# Thought Silencing Techinques



## voidofform (Jan 31, 2005)

please forgive me if i'm intruding here - i'm not DPd/DRd, but i 'm an avid lucid dreaming student.

i also find it very hard to fall asleep. which of course doesn't help - hard to lucid dream when you're awake (if you're lucky...). my insomnia springs from having too many thoughts running around in my head, stupid things like imaginary conversations (always gibberish of course), constant analyses and meta-analyses of what i'm thinking, feeling, how i can fix my problems, my friends problems, what happened during the day, what i'm supposed to do tommorow, why i can't sleep etc etc etc.

anyway, to cut a long story short, i decided to try some stuff to cure my insomnia and be able to sleep on demand, and the thoughts and voices seemed the major obstacle. i've had some success with a couple of techniques, which i thought might possibly be of some use to DP/DR sufferers:

1) the "turning the radio dial down" technique. the voices and thoughts just won't budge, but if i stop trying to force them away, i do seem to be able to slowly force the volume down on them, eventually silencing them. eventually new ones come along to replace them, which i can eventually turn down too.

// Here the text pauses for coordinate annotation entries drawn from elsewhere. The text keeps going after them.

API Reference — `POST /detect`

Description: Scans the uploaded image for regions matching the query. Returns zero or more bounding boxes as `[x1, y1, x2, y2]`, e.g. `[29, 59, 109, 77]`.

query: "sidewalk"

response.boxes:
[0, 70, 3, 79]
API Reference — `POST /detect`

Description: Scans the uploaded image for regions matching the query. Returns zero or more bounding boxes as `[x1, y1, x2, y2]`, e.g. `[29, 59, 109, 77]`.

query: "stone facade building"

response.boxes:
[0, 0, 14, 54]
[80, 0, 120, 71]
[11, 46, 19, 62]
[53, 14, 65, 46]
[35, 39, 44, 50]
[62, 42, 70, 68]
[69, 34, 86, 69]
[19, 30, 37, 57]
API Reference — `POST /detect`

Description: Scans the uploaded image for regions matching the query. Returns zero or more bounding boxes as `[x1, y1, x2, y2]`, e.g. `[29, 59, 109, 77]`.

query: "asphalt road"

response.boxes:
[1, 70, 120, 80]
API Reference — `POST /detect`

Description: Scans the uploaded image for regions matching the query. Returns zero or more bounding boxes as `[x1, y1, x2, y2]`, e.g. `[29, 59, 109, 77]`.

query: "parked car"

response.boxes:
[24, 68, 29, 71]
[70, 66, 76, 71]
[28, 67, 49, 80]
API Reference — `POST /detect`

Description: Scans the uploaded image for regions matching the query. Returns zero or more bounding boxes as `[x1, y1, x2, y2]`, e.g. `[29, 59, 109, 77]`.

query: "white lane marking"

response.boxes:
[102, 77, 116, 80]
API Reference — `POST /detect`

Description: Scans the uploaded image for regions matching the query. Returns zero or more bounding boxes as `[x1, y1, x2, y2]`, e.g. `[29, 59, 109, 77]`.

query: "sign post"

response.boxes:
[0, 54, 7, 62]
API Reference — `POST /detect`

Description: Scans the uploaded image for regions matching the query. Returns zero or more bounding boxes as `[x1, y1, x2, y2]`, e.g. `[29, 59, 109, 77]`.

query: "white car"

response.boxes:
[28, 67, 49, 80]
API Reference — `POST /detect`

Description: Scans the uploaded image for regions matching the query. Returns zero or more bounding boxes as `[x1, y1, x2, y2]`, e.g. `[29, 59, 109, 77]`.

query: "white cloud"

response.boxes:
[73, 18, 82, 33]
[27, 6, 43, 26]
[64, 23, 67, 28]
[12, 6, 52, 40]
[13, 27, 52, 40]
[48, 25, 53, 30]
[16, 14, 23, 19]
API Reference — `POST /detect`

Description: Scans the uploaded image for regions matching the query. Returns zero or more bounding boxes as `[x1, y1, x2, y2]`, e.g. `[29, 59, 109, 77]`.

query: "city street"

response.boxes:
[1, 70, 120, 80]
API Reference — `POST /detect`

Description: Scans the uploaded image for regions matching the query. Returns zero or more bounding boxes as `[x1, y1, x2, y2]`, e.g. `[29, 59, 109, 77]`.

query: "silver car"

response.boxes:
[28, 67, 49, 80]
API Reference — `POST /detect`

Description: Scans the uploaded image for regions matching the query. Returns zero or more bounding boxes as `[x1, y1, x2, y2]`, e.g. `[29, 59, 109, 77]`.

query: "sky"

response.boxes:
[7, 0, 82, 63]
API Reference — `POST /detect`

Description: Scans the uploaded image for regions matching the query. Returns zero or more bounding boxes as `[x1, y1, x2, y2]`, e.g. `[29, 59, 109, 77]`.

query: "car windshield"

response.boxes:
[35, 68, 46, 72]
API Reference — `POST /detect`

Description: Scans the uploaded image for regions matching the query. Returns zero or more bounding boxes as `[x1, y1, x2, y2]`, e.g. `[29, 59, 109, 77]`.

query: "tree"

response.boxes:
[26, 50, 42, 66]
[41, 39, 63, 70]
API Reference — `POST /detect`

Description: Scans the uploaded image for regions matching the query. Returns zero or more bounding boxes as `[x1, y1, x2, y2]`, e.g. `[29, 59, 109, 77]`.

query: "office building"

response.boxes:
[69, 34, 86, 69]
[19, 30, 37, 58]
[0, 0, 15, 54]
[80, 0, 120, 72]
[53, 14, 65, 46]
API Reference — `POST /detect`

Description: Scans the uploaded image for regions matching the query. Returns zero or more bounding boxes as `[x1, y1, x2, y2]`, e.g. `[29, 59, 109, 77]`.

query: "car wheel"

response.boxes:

2) the "explode the thoughts" technique. just by visualising a roadside sign of the words running through my head shattering and the pieces flying in random directions seems to disrupt the generation of the thought. once again new ones come along which i then explode too

the tricky bit with both of these is to do them with vocalising "i am now turning down the volume on this thought" etc, because that's just replacing one thought with another, the idea is to do it purely audially for 1) or visually 2).

i think its all about thinking visually and instinctively, rather than via language.

ive been practising this quite alot during the day too, and its had an amazing calming effect that seems to be relatively persistent. i'm left in a peaceful state, with only my tinitus to break the silence. its like i'm forgetting how to "commentate my life with my inner dialog". this is an exceptionally good thing. if i can continue to live this way, that's my anxiety and depression gone for good.

(pity this whole thing doesn't seem to help sleeping though, now i just lie in bed devoid of thought staring into space wide awake)

enough rambling, i hope someone finds something here useful.


----------